In a Lie group $G$, a 1-parameter subgroup is a Lie group homomorphism $\gamma: \Bbb R \to G$. The following are equivalent.
(1) If you have a smooth homomorphism $\gamma: \Bbb R \to G$, it is determined by $\gamma'(0)$, by the existence and uniqueness theorem for ODEs. (Precisely, it's the unique curve with $\gamma'(t) = dL_{\gamma(t) }(\gamma'(0))$; hwere $L_g$ is left-multiplication by $g \in G$.) You could call this the flow of the element $\gamma'(0) \in \mathfrak g$.
(2) If you have a smooth curve satisfying $\gamma'(t) = dL_{\gamma(t) }(\gamma'(0))$, it is the flow of $\gamma'(0)$ and in particular is a 1-parameter subgroup.
But there are a great many curves $\gamma: \Bbb R \to G$ with $\gamma(0) = 1_G$ and $\gamma'(0)$ fixed that are not homomorphisms! As the sillest example, take $G = \Bbb R$; there are obviously a lot of functions on $\Bbb R$ with $f(0) = f'(0) = 0$ that are not identically zero. This condition gives us so little information on its own that we could not possibly say much about $f$ - it doesn't just give us information only local to $0$, it only tells us about what the derivative of $f$ looks like there, not any of the higher derivatives.
Now for the part that is harder to make rigorous: consider the Lie group $G = \text{Diff}_c(M)$ of compactly supported diffeomorphisms on a smooth manifold $M$. (A compactly supported diffeomorphism is one that is the identity outside a compact subset of $M$.) This is a kind of infinite-dimensional Lie group; to describe its smooth structure you need to come up with a notion of something called a "Frechet manifold". Setting up this theory is quite challenging.
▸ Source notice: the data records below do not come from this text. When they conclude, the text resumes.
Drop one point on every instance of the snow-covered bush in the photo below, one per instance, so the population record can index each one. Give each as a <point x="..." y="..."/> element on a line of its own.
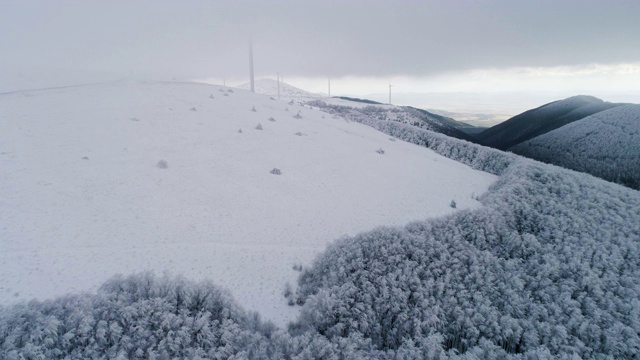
<point x="162" y="164"/>
<point x="137" y="317"/>
<point x="541" y="269"/>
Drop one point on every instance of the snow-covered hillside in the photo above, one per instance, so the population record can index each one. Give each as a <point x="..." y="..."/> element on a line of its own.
<point x="423" y="119"/>
<point x="606" y="145"/>
<point x="269" y="87"/>
<point x="124" y="177"/>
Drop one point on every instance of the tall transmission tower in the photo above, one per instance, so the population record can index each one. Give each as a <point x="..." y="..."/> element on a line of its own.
<point x="253" y="90"/>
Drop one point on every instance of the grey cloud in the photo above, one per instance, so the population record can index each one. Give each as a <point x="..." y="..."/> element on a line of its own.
<point x="313" y="38"/>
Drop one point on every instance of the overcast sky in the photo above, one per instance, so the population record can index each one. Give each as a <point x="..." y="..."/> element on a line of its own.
<point x="419" y="45"/>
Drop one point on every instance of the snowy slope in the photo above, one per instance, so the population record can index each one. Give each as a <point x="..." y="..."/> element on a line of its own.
<point x="269" y="87"/>
<point x="402" y="114"/>
<point x="606" y="145"/>
<point x="541" y="120"/>
<point x="82" y="195"/>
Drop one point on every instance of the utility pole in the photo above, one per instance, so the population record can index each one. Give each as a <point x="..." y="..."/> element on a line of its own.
<point x="253" y="90"/>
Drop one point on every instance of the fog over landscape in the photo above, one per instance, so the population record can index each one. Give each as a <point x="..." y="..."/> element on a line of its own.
<point x="475" y="48"/>
<point x="319" y="179"/>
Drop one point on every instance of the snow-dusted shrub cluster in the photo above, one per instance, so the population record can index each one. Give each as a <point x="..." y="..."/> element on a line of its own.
<point x="549" y="269"/>
<point x="606" y="145"/>
<point x="402" y="114"/>
<point x="139" y="317"/>
<point x="146" y="317"/>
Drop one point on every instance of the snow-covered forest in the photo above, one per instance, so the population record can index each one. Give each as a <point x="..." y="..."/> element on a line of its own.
<point x="548" y="268"/>
<point x="606" y="144"/>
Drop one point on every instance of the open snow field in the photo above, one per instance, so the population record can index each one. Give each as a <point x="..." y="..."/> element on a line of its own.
<point x="82" y="196"/>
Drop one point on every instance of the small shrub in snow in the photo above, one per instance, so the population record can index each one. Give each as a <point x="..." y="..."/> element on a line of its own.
<point x="287" y="290"/>
<point x="162" y="164"/>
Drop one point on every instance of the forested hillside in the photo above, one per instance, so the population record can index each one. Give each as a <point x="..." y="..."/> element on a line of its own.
<point x="541" y="120"/>
<point x="549" y="268"/>
<point x="401" y="114"/>
<point x="606" y="145"/>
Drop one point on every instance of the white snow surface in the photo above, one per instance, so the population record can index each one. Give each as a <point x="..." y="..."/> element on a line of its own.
<point x="266" y="86"/>
<point x="82" y="196"/>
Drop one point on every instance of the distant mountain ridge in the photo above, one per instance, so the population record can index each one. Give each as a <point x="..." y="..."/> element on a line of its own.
<point x="541" y="120"/>
<point x="606" y="144"/>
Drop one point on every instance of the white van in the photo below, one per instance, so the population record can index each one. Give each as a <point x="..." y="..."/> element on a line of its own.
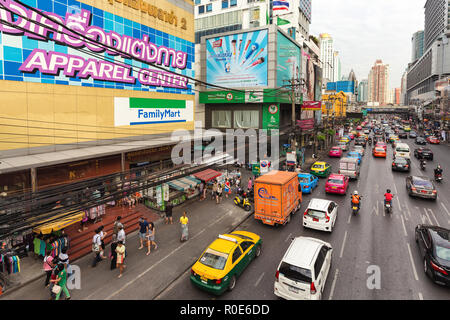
<point x="303" y="271"/>
<point x="349" y="167"/>
<point x="402" y="150"/>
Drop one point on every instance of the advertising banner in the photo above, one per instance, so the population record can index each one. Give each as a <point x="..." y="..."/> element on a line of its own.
<point x="238" y="60"/>
<point x="138" y="111"/>
<point x="82" y="50"/>
<point x="271" y="116"/>
<point x="288" y="60"/>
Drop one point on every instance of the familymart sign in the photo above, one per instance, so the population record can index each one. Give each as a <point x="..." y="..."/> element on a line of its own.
<point x="139" y="111"/>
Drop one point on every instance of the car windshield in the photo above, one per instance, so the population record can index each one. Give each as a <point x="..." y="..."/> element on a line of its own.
<point x="443" y="253"/>
<point x="316" y="214"/>
<point x="214" y="259"/>
<point x="295" y="273"/>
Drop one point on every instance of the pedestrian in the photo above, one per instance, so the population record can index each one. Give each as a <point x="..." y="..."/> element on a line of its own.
<point x="219" y="193"/>
<point x="143" y="231"/>
<point x="96" y="247"/>
<point x="151" y="237"/>
<point x="227" y="188"/>
<point x="168" y="213"/>
<point x="184" y="227"/>
<point x="61" y="281"/>
<point x="102" y="239"/>
<point x="48" y="267"/>
<point x="120" y="251"/>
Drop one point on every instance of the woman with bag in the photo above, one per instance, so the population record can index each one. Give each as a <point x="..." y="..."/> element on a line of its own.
<point x="60" y="283"/>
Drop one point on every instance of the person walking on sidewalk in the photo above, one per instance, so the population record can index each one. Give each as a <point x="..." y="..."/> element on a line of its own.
<point x="96" y="247"/>
<point x="151" y="237"/>
<point x="143" y="231"/>
<point x="120" y="251"/>
<point x="61" y="280"/>
<point x="184" y="221"/>
<point x="168" y="217"/>
<point x="48" y="267"/>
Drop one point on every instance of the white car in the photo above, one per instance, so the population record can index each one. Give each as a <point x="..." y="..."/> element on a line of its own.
<point x="321" y="214"/>
<point x="303" y="271"/>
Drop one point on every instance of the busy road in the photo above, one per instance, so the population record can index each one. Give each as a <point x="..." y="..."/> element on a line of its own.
<point x="370" y="243"/>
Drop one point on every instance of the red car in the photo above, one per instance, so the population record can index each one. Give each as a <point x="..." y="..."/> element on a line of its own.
<point x="381" y="145"/>
<point x="335" y="152"/>
<point x="336" y="183"/>
<point x="433" y="140"/>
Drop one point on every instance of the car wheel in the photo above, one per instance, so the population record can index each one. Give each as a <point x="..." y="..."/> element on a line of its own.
<point x="232" y="283"/>
<point x="258" y="251"/>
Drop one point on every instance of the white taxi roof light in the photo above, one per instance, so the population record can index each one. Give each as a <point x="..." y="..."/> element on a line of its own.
<point x="221" y="236"/>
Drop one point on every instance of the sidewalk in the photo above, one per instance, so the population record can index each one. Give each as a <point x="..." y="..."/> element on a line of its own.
<point x="172" y="258"/>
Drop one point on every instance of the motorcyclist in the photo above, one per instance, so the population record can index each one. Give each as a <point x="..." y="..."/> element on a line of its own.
<point x="356" y="199"/>
<point x="388" y="197"/>
<point x="438" y="170"/>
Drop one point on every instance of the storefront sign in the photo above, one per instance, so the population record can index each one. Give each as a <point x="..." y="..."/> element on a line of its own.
<point x="154" y="11"/>
<point x="271" y="116"/>
<point x="52" y="54"/>
<point x="237" y="61"/>
<point x="138" y="111"/>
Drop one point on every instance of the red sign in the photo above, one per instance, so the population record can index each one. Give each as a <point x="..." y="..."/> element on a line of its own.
<point x="312" y="105"/>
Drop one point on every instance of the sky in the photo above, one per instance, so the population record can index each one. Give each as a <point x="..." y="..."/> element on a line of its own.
<point x="366" y="30"/>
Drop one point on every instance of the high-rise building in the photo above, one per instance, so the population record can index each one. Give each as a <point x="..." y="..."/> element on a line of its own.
<point x="327" y="57"/>
<point x="436" y="20"/>
<point x="417" y="42"/>
<point x="379" y="83"/>
<point x="363" y="91"/>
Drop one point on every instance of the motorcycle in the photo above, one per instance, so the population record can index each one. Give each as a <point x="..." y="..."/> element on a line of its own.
<point x="422" y="164"/>
<point x="243" y="202"/>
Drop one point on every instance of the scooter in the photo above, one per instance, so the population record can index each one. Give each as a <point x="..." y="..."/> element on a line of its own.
<point x="243" y="202"/>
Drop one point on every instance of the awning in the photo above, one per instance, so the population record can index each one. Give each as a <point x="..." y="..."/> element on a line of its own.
<point x="207" y="175"/>
<point x="59" y="224"/>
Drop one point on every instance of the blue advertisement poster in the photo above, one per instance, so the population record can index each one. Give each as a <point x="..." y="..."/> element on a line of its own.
<point x="288" y="60"/>
<point x="238" y="60"/>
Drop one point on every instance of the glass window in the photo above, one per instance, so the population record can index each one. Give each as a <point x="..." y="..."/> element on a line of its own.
<point x="221" y="119"/>
<point x="246" y="119"/>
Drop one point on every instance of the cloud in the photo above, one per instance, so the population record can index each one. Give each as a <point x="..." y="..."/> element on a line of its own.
<point x="366" y="30"/>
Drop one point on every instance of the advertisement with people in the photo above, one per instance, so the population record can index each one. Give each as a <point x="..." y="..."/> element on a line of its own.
<point x="238" y="60"/>
<point x="288" y="60"/>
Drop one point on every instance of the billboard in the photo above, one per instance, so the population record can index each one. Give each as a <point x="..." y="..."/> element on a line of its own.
<point x="238" y="60"/>
<point x="288" y="60"/>
<point x="125" y="54"/>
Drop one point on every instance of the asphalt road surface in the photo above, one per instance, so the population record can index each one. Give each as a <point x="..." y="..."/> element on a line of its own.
<point x="370" y="241"/>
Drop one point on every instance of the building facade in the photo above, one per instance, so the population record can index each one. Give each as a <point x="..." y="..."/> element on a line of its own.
<point x="87" y="96"/>
<point x="379" y="83"/>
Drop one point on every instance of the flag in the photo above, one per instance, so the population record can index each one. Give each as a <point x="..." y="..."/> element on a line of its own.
<point x="280" y="5"/>
<point x="281" y="21"/>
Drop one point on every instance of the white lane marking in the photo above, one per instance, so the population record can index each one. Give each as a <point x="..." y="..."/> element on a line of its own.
<point x="412" y="262"/>
<point x="153" y="266"/>
<point x="259" y="279"/>
<point x="426" y="213"/>
<point x="333" y="284"/>
<point x="432" y="214"/>
<point x="446" y="210"/>
<point x="289" y="236"/>
<point x="404" y="227"/>
<point x="343" y="245"/>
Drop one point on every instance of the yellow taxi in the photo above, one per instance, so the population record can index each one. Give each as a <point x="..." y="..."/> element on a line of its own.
<point x="224" y="260"/>
<point x="320" y="169"/>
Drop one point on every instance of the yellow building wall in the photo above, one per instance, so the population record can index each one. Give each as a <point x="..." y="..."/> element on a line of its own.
<point x="37" y="115"/>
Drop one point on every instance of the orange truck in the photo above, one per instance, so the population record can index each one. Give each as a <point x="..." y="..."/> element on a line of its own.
<point x="277" y="197"/>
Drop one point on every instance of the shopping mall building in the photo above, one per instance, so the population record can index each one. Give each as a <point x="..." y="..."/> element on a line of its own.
<point x="91" y="87"/>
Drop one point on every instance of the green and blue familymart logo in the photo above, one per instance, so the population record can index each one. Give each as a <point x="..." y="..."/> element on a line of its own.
<point x="139" y="111"/>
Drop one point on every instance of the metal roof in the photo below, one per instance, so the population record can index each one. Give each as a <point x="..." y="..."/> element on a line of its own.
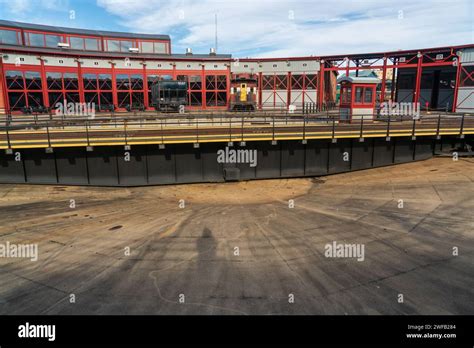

The Lie algebra of $G$ is the space $\mathfrak X_c(M)$ of compactly supported vector fields on $M$ (those that are zero outside a compact set). The above, applied to $G$, becomes
(1) If $F^t$ satisfies the group law and has $\frac{d}{d\varepsilon}\bigg|_{\varepsilon=0} F^\varepsilon = X$, then $F^t$ is the flow of the compactly supported vector field $X$.
(2) If $F^t$ is the flow of $X$, then it satisfies the group law.
But the observation about smooth curves to $G$ still holds: there are a great many smooth curves $\gamma: \Bbb R \to \text{Diff}_c(M)$; these are smooth maps $F^t: \Bbb R \times M \to M$ such that, for fixed $t$, $F^t$ is a compactly supported diffeomorphism of $M$. They do not have to be group homomorphisms, and hence do not have to be the flow of a vector field. Thus your (1) and (2) are quite different; as above, we just do not have information about $F^t$ away from $t=0$, and there, we only know about its derivative, not the higher derivatives in $t$.